Он продолжал цедить сквозь зубы, обращаясь не столько к Мариусу, сколько к собственному галстуку:
— Тут без Петушиного часа не обошлось. Его слова поразили Мариуса.
— Петушиный час… — повторил он. — В самом деле, я слышал эти слова.
Он рассказал надзирателю о диалоге между лохмачом и бородачом, на снегу, за стеной на Малой Банкирской улице.
Надзиратель пробурчал:
— Лохматый — должно быть, Брюжон, а бородатый — Пол-Лиарда, он же Два Миллиарда.
Он снова опустил глаза и предался размышлениям.
— Ну, а насчет папаши Бесфамильного, — присовокупил он, — я тоже догадываюсь… Так и есть, я подпалил каррик!.. И чего они всегда так жарко топят эти проклятые печки!
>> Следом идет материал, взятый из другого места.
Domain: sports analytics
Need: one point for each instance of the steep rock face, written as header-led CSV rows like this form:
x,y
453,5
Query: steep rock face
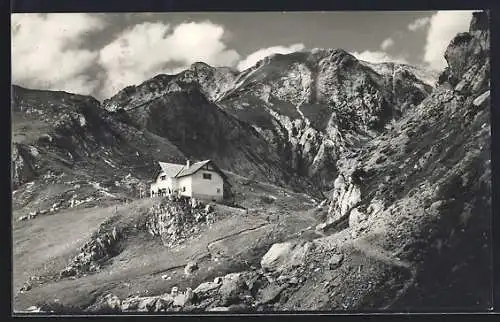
x,y
203,131
426,191
313,107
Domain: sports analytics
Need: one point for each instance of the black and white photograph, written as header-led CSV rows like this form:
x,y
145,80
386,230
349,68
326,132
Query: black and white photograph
x,y
251,162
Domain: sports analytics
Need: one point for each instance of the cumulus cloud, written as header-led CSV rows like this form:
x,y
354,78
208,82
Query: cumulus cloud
x,y
46,51
389,42
254,57
378,57
419,24
443,27
144,50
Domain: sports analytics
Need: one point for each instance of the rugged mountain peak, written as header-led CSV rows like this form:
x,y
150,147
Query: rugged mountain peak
x,y
468,52
480,21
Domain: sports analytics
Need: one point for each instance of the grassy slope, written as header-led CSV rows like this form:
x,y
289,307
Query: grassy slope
x,y
239,238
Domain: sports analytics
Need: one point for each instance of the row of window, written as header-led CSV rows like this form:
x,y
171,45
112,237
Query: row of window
x,y
207,176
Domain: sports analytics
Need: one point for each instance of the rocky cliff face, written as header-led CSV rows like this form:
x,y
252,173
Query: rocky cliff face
x,y
408,223
299,112
67,152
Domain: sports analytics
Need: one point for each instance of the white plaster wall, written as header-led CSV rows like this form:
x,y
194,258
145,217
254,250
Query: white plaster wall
x,y
204,188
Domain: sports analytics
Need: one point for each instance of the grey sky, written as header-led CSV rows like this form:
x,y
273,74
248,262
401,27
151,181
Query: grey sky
x,y
98,54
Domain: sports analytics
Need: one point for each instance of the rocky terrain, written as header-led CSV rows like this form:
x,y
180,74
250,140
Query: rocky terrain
x,y
357,186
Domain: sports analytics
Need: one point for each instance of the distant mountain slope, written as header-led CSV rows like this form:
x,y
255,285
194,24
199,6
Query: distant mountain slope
x,y
310,107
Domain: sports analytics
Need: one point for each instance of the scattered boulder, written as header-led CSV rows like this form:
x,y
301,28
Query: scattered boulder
x,y
218,309
108,302
276,255
190,267
284,256
26,287
68,271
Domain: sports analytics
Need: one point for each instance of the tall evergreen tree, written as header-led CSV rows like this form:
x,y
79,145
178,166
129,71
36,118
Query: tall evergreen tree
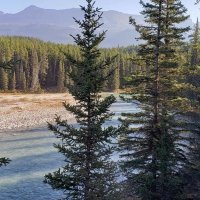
x,y
195,42
152,143
192,174
88,172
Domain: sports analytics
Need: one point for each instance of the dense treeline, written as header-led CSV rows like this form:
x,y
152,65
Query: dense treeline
x,y
42,66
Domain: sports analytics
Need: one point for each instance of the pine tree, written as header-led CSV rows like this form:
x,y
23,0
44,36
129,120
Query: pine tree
x,y
12,81
61,77
88,173
152,143
35,85
195,41
3,79
192,174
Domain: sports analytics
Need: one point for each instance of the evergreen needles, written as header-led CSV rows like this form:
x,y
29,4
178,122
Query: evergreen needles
x,y
88,173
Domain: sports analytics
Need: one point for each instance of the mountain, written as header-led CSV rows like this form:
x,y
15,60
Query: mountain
x,y
56,25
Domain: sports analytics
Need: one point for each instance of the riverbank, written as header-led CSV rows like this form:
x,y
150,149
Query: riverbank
x,y
22,111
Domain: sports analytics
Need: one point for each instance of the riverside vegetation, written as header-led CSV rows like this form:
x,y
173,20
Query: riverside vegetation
x,y
158,146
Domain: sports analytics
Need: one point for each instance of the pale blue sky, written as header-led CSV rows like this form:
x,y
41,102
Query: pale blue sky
x,y
127,6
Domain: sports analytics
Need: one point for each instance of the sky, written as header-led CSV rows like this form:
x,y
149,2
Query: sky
x,y
126,6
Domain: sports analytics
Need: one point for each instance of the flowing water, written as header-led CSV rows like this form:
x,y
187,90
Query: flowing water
x,y
33,155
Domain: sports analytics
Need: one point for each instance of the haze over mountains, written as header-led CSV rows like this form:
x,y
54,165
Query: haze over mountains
x,y
56,25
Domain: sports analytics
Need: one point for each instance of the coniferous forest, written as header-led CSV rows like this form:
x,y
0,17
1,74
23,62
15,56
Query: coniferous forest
x,y
41,66
157,145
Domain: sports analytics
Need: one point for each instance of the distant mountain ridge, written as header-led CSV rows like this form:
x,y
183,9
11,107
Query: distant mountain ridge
x,y
56,25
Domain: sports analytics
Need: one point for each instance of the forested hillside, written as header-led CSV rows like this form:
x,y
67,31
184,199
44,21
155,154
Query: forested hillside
x,y
41,66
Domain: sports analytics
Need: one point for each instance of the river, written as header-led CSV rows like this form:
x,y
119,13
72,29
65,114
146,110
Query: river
x,y
33,155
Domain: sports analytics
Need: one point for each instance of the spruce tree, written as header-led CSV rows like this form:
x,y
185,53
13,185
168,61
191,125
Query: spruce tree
x,y
88,173
152,142
195,42
192,174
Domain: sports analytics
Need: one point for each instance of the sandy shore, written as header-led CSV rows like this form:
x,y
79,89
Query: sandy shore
x,y
20,111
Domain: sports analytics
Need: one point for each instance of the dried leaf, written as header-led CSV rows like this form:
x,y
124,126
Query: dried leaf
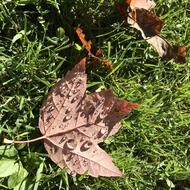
x,y
73,124
145,4
148,23
150,27
81,35
87,45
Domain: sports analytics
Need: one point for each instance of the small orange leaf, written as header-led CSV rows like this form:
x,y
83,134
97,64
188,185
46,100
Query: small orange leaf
x,y
81,35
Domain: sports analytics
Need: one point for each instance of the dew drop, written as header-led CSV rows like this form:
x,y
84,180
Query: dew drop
x,y
74,99
62,87
86,145
103,131
70,144
70,157
75,91
82,107
50,109
67,118
78,83
68,110
62,139
82,114
85,163
82,139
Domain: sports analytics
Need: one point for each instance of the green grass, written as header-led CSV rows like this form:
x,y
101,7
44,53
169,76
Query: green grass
x,y
38,45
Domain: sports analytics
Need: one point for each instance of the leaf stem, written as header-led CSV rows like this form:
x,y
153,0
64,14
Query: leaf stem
x,y
7,141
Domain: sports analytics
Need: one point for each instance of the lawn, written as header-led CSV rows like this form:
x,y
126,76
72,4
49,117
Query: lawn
x,y
38,45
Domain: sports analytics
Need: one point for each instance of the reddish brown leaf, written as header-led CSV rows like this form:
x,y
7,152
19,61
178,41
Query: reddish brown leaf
x,y
73,124
145,4
147,22
81,35
87,45
150,26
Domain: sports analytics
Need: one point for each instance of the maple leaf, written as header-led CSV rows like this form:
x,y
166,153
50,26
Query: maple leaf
x,y
73,123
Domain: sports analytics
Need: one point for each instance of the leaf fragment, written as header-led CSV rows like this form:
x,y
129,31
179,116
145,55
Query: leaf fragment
x,y
150,27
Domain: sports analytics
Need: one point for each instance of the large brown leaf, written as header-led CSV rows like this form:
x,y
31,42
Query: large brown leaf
x,y
73,124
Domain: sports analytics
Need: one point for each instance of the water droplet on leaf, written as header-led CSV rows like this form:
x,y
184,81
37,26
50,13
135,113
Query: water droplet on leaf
x,y
70,144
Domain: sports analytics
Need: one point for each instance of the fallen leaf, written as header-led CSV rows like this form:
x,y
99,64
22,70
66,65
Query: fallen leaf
x,y
87,45
145,4
73,124
150,27
148,23
81,35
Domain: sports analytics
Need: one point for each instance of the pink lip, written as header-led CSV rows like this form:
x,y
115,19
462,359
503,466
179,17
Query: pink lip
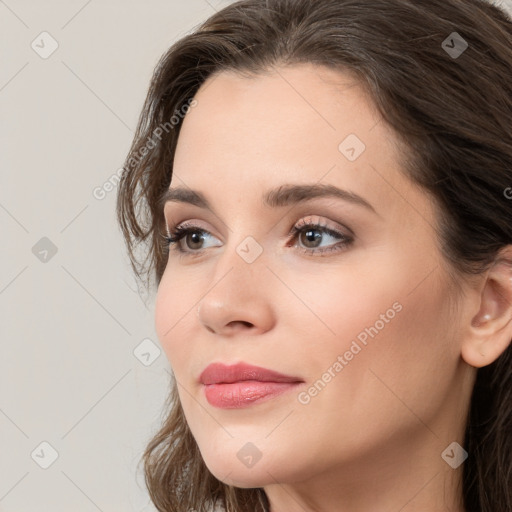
x,y
241,385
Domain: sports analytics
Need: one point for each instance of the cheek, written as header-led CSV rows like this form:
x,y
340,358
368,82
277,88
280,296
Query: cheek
x,y
174,316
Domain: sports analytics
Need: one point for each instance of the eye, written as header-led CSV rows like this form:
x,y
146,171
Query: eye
x,y
193,236
308,233
312,234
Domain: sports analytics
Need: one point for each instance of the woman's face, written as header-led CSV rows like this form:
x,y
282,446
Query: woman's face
x,y
356,308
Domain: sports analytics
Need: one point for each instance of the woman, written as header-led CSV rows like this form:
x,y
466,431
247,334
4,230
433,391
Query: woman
x,y
325,191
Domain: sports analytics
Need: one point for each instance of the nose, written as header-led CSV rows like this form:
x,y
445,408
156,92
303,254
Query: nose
x,y
239,302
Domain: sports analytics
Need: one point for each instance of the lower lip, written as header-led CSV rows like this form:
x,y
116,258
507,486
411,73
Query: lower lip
x,y
244,393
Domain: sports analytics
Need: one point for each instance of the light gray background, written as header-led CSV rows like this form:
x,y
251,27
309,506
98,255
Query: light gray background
x,y
70,323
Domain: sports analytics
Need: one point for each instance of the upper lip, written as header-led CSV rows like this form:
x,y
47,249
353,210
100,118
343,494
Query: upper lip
x,y
217,373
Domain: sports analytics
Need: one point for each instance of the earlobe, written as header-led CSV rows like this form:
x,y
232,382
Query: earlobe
x,y
490,332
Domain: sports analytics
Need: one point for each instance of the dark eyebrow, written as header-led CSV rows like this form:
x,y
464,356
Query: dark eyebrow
x,y
279,197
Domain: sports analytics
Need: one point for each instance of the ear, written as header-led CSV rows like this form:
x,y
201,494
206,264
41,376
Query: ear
x,y
490,332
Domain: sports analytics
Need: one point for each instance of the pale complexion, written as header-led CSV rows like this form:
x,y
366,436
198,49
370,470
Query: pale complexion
x,y
371,440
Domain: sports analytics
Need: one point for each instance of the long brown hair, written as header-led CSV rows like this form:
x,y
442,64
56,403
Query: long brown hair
x,y
451,107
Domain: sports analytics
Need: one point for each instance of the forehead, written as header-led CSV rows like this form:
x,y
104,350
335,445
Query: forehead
x,y
291,125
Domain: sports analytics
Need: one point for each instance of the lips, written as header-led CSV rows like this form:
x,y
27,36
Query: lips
x,y
218,373
242,385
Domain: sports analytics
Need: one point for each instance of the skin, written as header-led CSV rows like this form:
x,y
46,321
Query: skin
x,y
371,440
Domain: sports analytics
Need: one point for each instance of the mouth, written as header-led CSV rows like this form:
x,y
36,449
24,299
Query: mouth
x,y
242,385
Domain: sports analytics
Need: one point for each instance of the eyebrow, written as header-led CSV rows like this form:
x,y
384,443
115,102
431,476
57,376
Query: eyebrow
x,y
284,195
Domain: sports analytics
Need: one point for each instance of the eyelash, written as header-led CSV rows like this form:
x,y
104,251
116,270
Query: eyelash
x,y
180,232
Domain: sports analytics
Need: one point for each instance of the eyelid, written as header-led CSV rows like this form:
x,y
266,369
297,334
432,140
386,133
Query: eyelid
x,y
183,229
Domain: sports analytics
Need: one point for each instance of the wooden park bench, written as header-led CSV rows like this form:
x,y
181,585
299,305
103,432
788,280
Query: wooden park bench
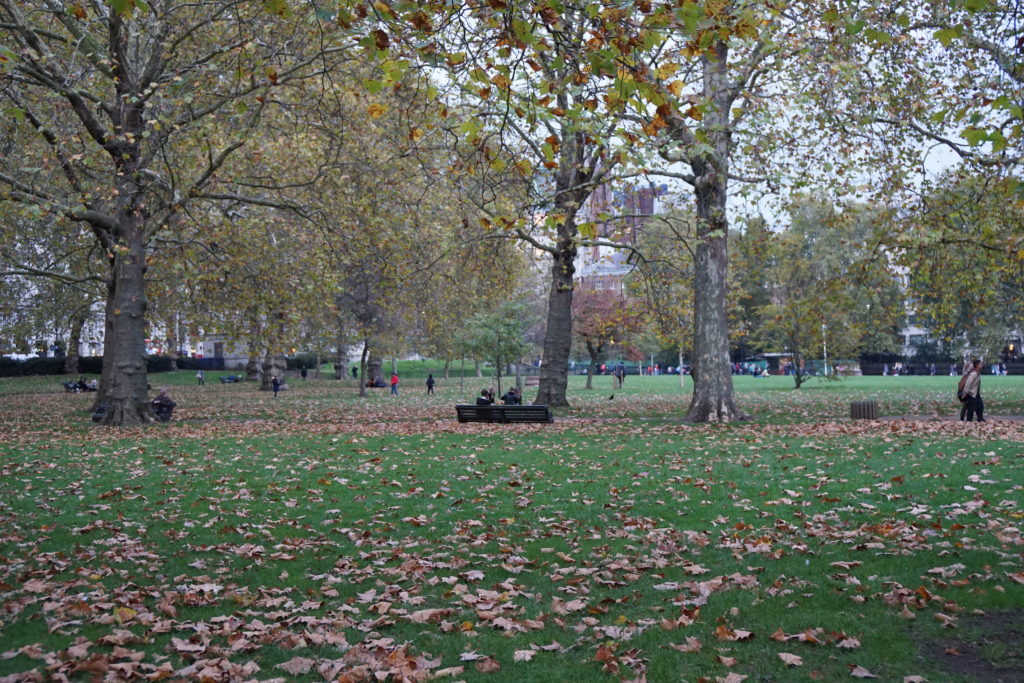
x,y
504,414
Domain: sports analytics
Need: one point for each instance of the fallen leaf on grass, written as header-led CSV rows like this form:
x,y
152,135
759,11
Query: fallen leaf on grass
x,y
725,633
859,672
450,671
690,646
425,615
791,659
731,678
297,666
487,666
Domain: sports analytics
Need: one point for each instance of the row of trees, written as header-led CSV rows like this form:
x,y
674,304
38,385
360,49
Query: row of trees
x,y
292,166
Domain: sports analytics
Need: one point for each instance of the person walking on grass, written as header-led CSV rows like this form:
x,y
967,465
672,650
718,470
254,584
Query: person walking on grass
x,y
973,403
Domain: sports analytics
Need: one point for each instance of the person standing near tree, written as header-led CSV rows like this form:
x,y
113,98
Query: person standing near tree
x,y
972,393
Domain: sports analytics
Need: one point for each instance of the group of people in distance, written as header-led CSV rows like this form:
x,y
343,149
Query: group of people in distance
x,y
510,397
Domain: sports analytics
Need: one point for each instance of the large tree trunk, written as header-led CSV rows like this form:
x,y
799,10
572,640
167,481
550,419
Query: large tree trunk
x,y
99,402
363,368
341,358
595,355
274,365
173,343
254,372
127,398
374,368
558,338
713,396
75,340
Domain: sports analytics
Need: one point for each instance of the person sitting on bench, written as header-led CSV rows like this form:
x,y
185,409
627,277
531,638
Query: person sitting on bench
x,y
163,407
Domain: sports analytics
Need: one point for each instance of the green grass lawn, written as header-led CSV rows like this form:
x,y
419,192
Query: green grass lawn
x,y
317,535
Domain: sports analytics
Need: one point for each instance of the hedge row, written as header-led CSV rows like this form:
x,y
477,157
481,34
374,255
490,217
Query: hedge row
x,y
86,366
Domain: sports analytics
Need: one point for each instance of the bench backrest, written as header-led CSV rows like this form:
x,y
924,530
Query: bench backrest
x,y
504,414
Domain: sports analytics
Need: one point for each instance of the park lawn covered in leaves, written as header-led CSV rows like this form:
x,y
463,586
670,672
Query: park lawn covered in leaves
x,y
320,538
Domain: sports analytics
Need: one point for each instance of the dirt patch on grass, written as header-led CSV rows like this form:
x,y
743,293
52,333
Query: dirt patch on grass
x,y
987,647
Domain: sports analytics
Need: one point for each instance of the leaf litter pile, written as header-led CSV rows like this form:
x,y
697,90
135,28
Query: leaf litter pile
x,y
400,546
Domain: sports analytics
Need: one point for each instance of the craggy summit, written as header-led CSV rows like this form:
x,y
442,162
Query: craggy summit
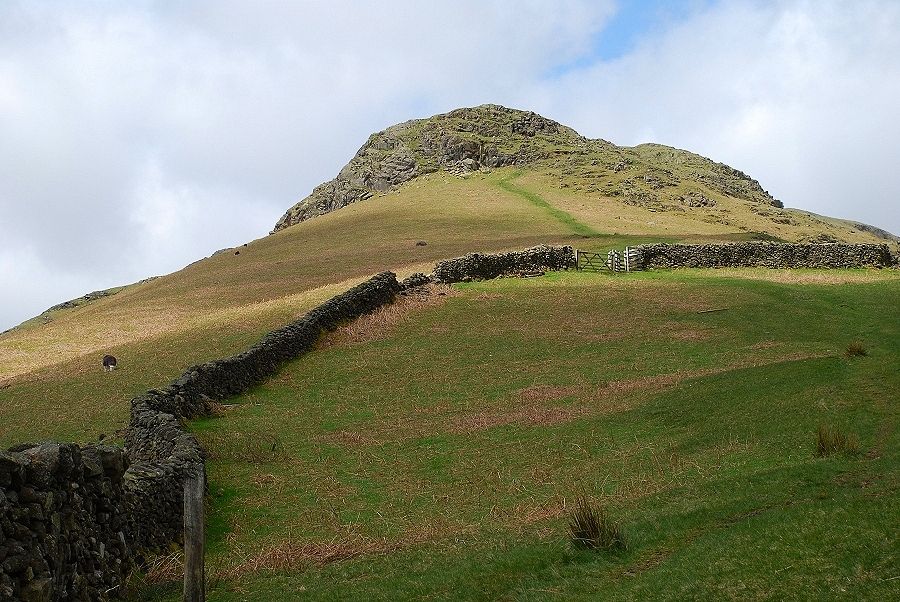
x,y
492,136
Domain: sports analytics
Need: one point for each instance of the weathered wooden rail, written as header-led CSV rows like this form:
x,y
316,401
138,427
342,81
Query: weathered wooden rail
x,y
613,261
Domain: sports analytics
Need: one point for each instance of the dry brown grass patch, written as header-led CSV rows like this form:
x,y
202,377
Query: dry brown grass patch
x,y
690,334
546,392
164,568
831,277
534,415
347,438
290,555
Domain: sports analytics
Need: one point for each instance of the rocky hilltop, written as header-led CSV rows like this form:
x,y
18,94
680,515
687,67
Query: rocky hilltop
x,y
491,136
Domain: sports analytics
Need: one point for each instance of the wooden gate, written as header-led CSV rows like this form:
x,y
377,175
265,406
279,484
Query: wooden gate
x,y
613,261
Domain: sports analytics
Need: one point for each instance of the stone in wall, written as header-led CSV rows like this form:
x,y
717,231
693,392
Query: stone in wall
x,y
764,254
63,529
482,266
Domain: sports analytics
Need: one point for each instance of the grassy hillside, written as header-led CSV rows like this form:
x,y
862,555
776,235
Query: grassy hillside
x,y
435,450
51,367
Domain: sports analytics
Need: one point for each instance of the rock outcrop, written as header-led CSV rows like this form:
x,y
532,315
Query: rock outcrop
x,y
491,136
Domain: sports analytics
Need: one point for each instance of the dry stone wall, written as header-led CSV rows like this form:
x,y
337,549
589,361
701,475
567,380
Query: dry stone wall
x,y
481,266
64,529
764,254
74,520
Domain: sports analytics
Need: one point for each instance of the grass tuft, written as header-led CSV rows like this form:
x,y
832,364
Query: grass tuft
x,y
856,350
831,441
591,528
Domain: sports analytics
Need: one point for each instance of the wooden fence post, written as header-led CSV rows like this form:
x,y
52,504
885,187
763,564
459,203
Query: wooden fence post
x,y
194,537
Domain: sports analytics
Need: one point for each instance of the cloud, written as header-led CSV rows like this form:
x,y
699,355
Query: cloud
x,y
157,132
797,94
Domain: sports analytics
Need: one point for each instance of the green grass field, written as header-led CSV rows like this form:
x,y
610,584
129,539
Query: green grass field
x,y
435,451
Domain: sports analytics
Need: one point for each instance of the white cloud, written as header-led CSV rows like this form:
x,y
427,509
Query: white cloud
x,y
797,94
163,131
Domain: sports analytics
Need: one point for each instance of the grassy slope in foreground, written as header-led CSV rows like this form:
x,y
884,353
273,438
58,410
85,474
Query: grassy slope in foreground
x,y
438,458
51,385
50,382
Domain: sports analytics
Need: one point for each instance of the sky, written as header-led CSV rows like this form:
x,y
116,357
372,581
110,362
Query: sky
x,y
137,137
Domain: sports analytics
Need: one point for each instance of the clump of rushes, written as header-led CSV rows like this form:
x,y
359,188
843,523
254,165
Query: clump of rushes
x,y
856,350
591,528
831,441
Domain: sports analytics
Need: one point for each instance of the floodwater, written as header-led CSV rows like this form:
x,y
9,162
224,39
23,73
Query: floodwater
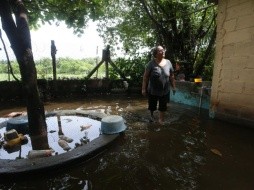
x,y
190,151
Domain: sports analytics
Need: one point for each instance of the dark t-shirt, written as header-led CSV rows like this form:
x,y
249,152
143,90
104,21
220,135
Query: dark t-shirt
x,y
159,84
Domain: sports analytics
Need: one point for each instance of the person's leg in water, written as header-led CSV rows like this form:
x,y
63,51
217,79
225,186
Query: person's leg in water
x,y
152,106
163,100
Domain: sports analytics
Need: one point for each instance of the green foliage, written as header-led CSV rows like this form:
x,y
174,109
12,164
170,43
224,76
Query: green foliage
x,y
184,27
133,69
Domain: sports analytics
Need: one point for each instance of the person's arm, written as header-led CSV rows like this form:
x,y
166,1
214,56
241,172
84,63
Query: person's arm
x,y
172,81
145,82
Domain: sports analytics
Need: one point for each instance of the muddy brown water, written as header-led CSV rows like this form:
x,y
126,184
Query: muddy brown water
x,y
191,151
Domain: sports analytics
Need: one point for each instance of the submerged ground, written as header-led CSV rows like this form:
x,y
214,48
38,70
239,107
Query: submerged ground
x,y
190,151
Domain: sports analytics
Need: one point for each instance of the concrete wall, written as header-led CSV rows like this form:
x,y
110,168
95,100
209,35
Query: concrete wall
x,y
232,96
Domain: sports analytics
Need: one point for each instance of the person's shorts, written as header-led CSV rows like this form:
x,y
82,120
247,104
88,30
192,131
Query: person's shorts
x,y
153,101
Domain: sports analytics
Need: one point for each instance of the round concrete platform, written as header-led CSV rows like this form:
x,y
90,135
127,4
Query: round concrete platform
x,y
82,153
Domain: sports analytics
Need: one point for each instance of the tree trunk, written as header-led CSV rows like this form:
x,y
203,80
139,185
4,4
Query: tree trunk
x,y
19,36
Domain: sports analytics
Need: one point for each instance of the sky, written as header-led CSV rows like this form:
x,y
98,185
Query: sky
x,y
67,43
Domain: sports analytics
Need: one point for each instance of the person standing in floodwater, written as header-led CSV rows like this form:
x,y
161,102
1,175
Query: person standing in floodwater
x,y
157,78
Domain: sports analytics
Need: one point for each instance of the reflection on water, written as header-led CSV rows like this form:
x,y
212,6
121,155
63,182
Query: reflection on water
x,y
80,130
149,156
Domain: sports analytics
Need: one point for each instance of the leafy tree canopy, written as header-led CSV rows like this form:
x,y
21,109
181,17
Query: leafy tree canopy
x,y
186,28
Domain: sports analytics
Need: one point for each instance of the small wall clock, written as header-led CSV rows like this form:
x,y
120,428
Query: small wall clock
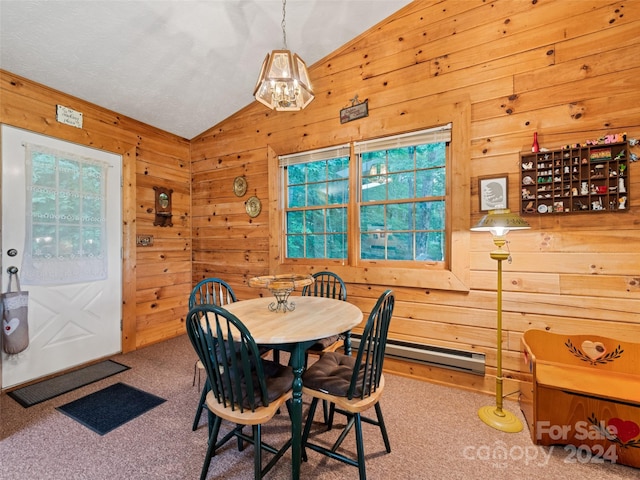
x,y
239,186
253,207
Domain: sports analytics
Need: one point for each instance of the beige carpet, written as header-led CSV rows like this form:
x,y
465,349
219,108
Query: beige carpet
x,y
435,433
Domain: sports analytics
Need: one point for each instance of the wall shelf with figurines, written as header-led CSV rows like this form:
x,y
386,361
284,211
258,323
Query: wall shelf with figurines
x,y
589,177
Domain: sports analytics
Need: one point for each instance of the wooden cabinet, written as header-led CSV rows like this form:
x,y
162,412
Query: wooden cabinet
x,y
589,178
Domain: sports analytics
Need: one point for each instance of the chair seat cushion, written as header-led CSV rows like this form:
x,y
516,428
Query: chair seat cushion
x,y
332,374
278,379
324,343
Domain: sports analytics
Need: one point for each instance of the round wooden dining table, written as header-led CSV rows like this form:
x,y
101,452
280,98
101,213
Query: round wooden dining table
x,y
295,331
Номер пятьдесят-пятьдесят два. Бывшее домовладение Горбо. Он взглянул на Мариуса:
— Вы видели только бородача и лохмача?
— И Крючка.
— А этакого молоденького франтика?
— Нет.
— А огромного плечистого детину, похожего на слона из зоологического сада?
— Нет.
— А этакого пройдоху, с виду старого паяца?
— Нет.
— Ну, а четвертый — тот вообще невидимка, даже для своих помощников, пособников и подручных. Нет ничего удивительного, что вы его не заметили.
— Действительно, не заметил. А что это за люди? — спросил Мариус.
— Впрочем, это совсем не их час… — вместо ответа сказал надзиратель.
Он помолчал, потом заговорил снова:
— Пятьдесят — пятьдесят два. Знаю я этот сарай. Нам в нем спрятаться негде, артисты нас сразу заметят. И отделаются тем, что отменят водевиль. Это народ скромный. Стесняется публики. Нет, это не годится, не годится Я хочу услышать, как они поют, и заставлю их поплясать.